The virulence molecule ferries into human cells

Using a syringe-like molecule to target specific cell types: Re-engineering injection complexes in the bioluminescent bacterium Photorhabdus asymbiotica

The research and treatment of disease could be improved with the ability to deliver specific genes to specific cell types. The challenges of trying to target cell types of interest and the ability to transport a certain type of molecule across the cellular membranes have made it difficult for the development of such tools. Writing in Nature, the team states that their invention is a device found in the bacterium Caenorhabditis elegans. Building on a growing body of knowledge regarding the mechanisms that mediate bacterial interactions with cells, the authors show that this approach can be tuned to target specific cells and to deliver customized protein cargoes (payloads). Re-engineering injection complexes is a biotechnological toolbox that could have applications in various biological systems.

“It’s astonishing,” says Feng Jiang, a microbiologist at the Chinese Academy of Medical Sciences Institute of Pathogen Biology in Beijing. “It is a huge breakthrough.”

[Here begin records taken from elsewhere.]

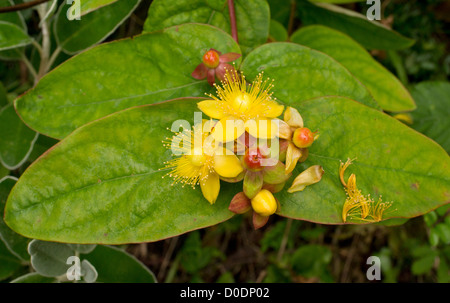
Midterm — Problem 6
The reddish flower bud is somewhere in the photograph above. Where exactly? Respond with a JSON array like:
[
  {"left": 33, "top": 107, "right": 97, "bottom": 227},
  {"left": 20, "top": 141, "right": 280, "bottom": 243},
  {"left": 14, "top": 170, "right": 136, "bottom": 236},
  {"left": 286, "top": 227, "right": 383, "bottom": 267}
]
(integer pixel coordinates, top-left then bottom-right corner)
[
  {"left": 203, "top": 49, "right": 220, "bottom": 69},
  {"left": 228, "top": 192, "right": 251, "bottom": 215},
  {"left": 292, "top": 127, "right": 315, "bottom": 148}
]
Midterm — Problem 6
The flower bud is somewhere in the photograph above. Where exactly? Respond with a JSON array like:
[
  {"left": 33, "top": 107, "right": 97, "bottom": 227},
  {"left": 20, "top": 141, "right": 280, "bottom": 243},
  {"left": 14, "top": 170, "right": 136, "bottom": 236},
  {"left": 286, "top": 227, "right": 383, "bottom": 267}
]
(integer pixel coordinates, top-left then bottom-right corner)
[
  {"left": 203, "top": 49, "right": 220, "bottom": 68},
  {"left": 251, "top": 189, "right": 278, "bottom": 217},
  {"left": 228, "top": 192, "right": 251, "bottom": 215},
  {"left": 292, "top": 127, "right": 315, "bottom": 148},
  {"left": 288, "top": 165, "right": 324, "bottom": 193}
]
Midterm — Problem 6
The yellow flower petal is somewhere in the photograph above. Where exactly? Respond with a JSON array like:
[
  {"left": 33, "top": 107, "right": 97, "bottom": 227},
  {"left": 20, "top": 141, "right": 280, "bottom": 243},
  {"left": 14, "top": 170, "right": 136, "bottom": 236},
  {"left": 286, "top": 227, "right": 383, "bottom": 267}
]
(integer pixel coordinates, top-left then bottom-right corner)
[
  {"left": 264, "top": 101, "right": 284, "bottom": 118},
  {"left": 284, "top": 106, "right": 303, "bottom": 128},
  {"left": 212, "top": 117, "right": 245, "bottom": 142},
  {"left": 197, "top": 100, "right": 226, "bottom": 119},
  {"left": 200, "top": 173, "right": 220, "bottom": 204},
  {"left": 245, "top": 119, "right": 279, "bottom": 139},
  {"left": 213, "top": 149, "right": 244, "bottom": 178},
  {"left": 286, "top": 142, "right": 302, "bottom": 174},
  {"left": 288, "top": 165, "right": 324, "bottom": 193}
]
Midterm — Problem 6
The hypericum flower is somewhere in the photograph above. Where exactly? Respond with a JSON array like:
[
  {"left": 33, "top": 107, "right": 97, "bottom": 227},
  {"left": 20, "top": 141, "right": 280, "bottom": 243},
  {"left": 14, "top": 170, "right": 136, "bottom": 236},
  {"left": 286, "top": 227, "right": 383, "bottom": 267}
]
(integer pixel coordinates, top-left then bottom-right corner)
[
  {"left": 279, "top": 107, "right": 319, "bottom": 173},
  {"left": 164, "top": 121, "right": 243, "bottom": 204},
  {"left": 339, "top": 159, "right": 392, "bottom": 222},
  {"left": 198, "top": 69, "right": 284, "bottom": 142},
  {"left": 192, "top": 48, "right": 241, "bottom": 86}
]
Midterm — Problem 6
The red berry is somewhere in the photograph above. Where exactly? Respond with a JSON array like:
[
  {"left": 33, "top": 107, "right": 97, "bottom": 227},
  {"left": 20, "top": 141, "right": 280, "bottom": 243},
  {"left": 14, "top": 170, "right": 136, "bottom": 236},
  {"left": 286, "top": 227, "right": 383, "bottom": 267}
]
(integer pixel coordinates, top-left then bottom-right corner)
[
  {"left": 203, "top": 49, "right": 219, "bottom": 68},
  {"left": 244, "top": 148, "right": 264, "bottom": 171},
  {"left": 292, "top": 127, "right": 314, "bottom": 148}
]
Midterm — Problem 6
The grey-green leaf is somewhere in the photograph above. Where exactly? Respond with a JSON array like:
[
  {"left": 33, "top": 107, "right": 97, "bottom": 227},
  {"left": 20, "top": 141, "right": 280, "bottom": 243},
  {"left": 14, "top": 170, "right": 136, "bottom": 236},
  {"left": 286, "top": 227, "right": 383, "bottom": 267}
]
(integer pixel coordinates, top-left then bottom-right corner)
[
  {"left": 15, "top": 24, "right": 240, "bottom": 138},
  {"left": 297, "top": 0, "right": 414, "bottom": 50},
  {"left": 291, "top": 25, "right": 415, "bottom": 112},
  {"left": 54, "top": 0, "right": 141, "bottom": 54}
]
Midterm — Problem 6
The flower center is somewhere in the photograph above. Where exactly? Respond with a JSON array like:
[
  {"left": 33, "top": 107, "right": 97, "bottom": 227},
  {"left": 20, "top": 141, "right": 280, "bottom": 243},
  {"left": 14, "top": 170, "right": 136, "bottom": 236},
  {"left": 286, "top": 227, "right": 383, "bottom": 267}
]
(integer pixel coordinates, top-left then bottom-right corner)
[{"left": 232, "top": 92, "right": 251, "bottom": 112}]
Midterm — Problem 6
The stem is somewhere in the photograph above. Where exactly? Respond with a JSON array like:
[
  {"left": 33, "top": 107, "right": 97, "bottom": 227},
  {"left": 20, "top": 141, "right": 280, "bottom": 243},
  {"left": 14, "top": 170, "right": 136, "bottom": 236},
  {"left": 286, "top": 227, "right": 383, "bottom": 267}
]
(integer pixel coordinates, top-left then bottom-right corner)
[
  {"left": 228, "top": 0, "right": 239, "bottom": 43},
  {"left": 0, "top": 0, "right": 50, "bottom": 13}
]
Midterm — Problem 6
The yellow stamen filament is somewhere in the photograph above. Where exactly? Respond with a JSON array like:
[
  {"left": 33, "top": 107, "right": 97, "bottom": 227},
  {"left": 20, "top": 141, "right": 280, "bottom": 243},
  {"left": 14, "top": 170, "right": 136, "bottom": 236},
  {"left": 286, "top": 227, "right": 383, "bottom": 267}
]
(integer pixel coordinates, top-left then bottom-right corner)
[{"left": 339, "top": 159, "right": 392, "bottom": 222}]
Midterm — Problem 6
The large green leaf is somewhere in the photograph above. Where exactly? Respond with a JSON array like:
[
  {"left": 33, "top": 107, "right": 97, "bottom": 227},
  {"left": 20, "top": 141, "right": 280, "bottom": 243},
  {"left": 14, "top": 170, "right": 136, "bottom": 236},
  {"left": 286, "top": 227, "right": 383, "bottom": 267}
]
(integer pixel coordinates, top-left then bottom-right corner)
[
  {"left": 0, "top": 104, "right": 38, "bottom": 170},
  {"left": 82, "top": 245, "right": 156, "bottom": 283},
  {"left": 5, "top": 99, "right": 233, "bottom": 244},
  {"left": 15, "top": 24, "right": 240, "bottom": 138},
  {"left": 291, "top": 25, "right": 415, "bottom": 112},
  {"left": 144, "top": 0, "right": 270, "bottom": 53},
  {"left": 411, "top": 81, "right": 450, "bottom": 153},
  {"left": 0, "top": 21, "right": 31, "bottom": 51},
  {"left": 298, "top": 0, "right": 414, "bottom": 50},
  {"left": 276, "top": 97, "right": 450, "bottom": 224},
  {"left": 0, "top": 177, "right": 30, "bottom": 261},
  {"left": 241, "top": 42, "right": 378, "bottom": 108},
  {"left": 54, "top": 0, "right": 140, "bottom": 54},
  {"left": 80, "top": 0, "right": 118, "bottom": 16}
]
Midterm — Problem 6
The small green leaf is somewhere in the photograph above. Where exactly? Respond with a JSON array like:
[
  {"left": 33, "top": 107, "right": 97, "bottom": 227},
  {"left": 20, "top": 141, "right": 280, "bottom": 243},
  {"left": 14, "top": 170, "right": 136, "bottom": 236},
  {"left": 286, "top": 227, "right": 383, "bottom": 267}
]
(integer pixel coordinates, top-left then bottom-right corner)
[
  {"left": 28, "top": 240, "right": 75, "bottom": 277},
  {"left": 0, "top": 240, "right": 22, "bottom": 281},
  {"left": 144, "top": 0, "right": 270, "bottom": 53},
  {"left": 241, "top": 42, "right": 378, "bottom": 108},
  {"left": 15, "top": 24, "right": 240, "bottom": 138},
  {"left": 0, "top": 21, "right": 31, "bottom": 51},
  {"left": 11, "top": 272, "right": 58, "bottom": 283},
  {"left": 54, "top": 0, "right": 140, "bottom": 54},
  {"left": 297, "top": 1, "right": 414, "bottom": 50},
  {"left": 79, "top": 0, "right": 118, "bottom": 16},
  {"left": 269, "top": 19, "right": 288, "bottom": 42},
  {"left": 411, "top": 81, "right": 450, "bottom": 153},
  {"left": 81, "top": 245, "right": 156, "bottom": 283},
  {"left": 0, "top": 105, "right": 38, "bottom": 170},
  {"left": 5, "top": 99, "right": 235, "bottom": 245},
  {"left": 0, "top": 177, "right": 30, "bottom": 261},
  {"left": 275, "top": 97, "right": 450, "bottom": 224},
  {"left": 291, "top": 25, "right": 416, "bottom": 112}
]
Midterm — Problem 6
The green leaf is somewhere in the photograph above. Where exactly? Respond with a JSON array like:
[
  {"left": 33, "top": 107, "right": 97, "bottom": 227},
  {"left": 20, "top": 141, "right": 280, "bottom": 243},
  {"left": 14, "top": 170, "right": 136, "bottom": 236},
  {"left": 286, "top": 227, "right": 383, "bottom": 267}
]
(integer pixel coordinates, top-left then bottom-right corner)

The technique, published in Nature on 29 March1, could offer a new way to administer protein-based drugs, but will need more testing before it can be used in people. With further optimization, the approach might also be useful for delivering the components needed for CRISPR–Cas9 genome editing.

Last year, Jiang and his colleagues reported that they could manipulate this syringe-like system in the bioluminescent bacterium Photorhabdus asymbiotica, loading proteins of their choosing from mammals, plants and fungi into the syringe2. Normally, the bacterium lives in the nematodes and uses its syringe to deliver a toxin into the cells of insects. The insects are killed by a toxin and eaten by a nematode. The co-author says the bacterium is viewed as a hired gun to kill the insect.

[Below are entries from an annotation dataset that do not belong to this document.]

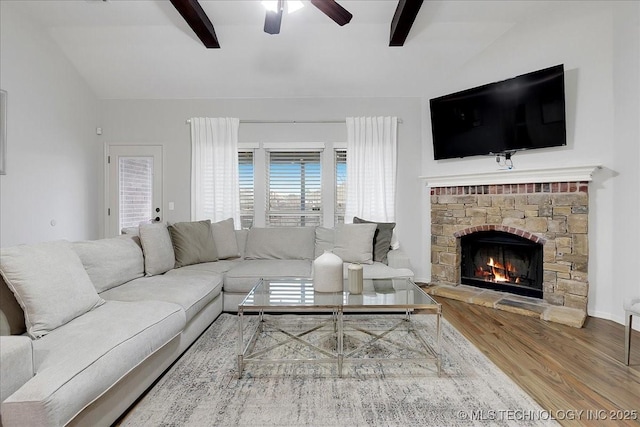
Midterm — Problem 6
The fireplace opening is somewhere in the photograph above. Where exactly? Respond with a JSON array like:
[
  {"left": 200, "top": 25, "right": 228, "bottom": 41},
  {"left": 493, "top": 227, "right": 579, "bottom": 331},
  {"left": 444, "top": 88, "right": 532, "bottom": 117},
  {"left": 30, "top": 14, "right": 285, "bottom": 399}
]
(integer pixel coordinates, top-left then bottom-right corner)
[{"left": 460, "top": 231, "right": 543, "bottom": 298}]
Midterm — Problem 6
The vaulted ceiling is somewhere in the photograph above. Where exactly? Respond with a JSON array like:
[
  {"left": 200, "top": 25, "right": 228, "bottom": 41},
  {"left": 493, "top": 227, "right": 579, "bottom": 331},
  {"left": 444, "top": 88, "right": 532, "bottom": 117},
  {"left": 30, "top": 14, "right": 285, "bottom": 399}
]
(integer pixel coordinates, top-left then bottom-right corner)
[{"left": 2, "top": 0, "right": 616, "bottom": 99}]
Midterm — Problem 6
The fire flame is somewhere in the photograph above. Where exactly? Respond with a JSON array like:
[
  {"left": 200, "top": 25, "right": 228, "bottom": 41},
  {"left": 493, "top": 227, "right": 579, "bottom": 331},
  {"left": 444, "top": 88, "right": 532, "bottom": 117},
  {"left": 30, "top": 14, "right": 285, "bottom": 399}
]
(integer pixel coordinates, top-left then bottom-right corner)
[{"left": 476, "top": 257, "right": 520, "bottom": 283}]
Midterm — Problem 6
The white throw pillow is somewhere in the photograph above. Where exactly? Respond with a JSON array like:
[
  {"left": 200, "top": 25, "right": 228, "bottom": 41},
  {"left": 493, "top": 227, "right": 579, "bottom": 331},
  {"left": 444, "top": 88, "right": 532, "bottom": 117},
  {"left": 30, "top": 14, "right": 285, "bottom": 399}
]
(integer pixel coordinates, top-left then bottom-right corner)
[
  {"left": 333, "top": 223, "right": 377, "bottom": 264},
  {"left": 211, "top": 218, "right": 240, "bottom": 259},
  {"left": 140, "top": 222, "right": 176, "bottom": 276},
  {"left": 0, "top": 241, "right": 104, "bottom": 338}
]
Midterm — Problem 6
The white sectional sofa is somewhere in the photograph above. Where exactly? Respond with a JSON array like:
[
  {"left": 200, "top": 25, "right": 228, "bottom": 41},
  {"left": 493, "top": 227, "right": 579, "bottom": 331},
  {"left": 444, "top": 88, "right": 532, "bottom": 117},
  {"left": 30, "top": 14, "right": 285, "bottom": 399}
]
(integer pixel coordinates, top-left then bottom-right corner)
[{"left": 0, "top": 220, "right": 413, "bottom": 427}]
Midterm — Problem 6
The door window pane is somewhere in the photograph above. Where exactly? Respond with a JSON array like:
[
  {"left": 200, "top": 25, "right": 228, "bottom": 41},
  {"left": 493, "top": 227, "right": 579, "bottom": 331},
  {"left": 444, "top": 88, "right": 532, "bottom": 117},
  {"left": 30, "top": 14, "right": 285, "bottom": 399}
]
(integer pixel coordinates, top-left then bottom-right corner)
[
  {"left": 238, "top": 151, "right": 254, "bottom": 228},
  {"left": 334, "top": 150, "right": 347, "bottom": 224},
  {"left": 118, "top": 157, "right": 153, "bottom": 230}
]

In Zhang’s lab, Kreitz and his collaborators were working on ways to engineer the P. asymbiotica molecular syringe so that it would recognize human cells. The tail fibre is a part of the syringe that binding to a molecule found on insect cells. The team used AlphaFold to modify the tail fibre so it wouldn’t recognize mouse and human cells. “Once we had the image, it was very easy to modify it for our uses,” says Kreitz. “That was the moment when it all came together.”

The toxins that were loaded with the syringes were put into the cells in the lab and into the brains of mice.

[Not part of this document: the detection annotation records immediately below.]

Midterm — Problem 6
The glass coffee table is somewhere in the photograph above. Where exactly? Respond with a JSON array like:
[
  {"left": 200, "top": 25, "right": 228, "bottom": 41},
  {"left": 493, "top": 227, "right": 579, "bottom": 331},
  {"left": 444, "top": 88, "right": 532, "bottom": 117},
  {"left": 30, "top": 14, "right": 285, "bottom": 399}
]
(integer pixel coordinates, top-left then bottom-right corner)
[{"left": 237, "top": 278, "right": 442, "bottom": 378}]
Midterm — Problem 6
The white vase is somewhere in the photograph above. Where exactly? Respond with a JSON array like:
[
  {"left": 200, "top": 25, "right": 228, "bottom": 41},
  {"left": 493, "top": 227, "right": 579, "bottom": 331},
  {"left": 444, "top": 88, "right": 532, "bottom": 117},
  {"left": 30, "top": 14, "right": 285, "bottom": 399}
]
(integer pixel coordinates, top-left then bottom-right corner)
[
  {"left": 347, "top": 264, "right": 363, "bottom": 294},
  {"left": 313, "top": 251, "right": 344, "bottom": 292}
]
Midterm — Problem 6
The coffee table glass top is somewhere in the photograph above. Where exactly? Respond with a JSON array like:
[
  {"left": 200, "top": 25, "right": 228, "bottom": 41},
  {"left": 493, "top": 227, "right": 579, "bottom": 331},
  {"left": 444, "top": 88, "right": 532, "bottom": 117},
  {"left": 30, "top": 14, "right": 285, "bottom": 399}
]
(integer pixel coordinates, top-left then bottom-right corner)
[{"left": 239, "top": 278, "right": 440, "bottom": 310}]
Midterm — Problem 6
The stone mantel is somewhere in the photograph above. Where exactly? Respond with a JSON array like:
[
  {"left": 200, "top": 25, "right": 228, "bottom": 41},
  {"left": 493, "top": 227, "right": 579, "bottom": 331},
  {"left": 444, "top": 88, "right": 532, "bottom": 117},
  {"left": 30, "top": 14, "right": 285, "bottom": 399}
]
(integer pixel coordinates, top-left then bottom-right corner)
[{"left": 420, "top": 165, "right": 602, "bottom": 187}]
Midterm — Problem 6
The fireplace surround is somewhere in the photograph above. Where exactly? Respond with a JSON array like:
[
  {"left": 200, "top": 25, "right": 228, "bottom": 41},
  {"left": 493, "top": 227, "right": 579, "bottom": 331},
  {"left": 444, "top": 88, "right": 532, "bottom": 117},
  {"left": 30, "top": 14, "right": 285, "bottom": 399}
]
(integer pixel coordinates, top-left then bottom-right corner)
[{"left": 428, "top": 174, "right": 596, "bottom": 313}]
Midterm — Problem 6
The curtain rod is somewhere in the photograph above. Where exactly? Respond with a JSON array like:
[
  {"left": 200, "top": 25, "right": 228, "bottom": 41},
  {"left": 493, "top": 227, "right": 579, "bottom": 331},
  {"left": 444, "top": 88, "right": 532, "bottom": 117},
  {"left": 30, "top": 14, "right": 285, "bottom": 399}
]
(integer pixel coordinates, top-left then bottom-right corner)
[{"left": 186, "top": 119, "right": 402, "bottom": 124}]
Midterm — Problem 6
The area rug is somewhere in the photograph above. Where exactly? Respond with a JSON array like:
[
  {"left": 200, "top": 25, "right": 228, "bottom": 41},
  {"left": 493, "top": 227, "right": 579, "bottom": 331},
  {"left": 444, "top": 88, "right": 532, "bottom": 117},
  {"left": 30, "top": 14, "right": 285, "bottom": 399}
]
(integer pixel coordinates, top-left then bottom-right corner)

The syringe story is reminiscent of the way that researchers such as Zhang developed CRISPR–Cas9 — a system that many microorganisms rely on in nature to defend against viruses and other pathogens — for use as a genome-editing technique, says Asaf Levy, a computational microbiologist at the Hebrew University of Jerusalem. Only a small number of labs study the bacterial needles compared to the early days where they were used in research.

They can have a transformational effect on medicine, says Levy. He says the evolution of this thing is amazing. “The fact that you can engineer both the payload and the specificity is ultracool.”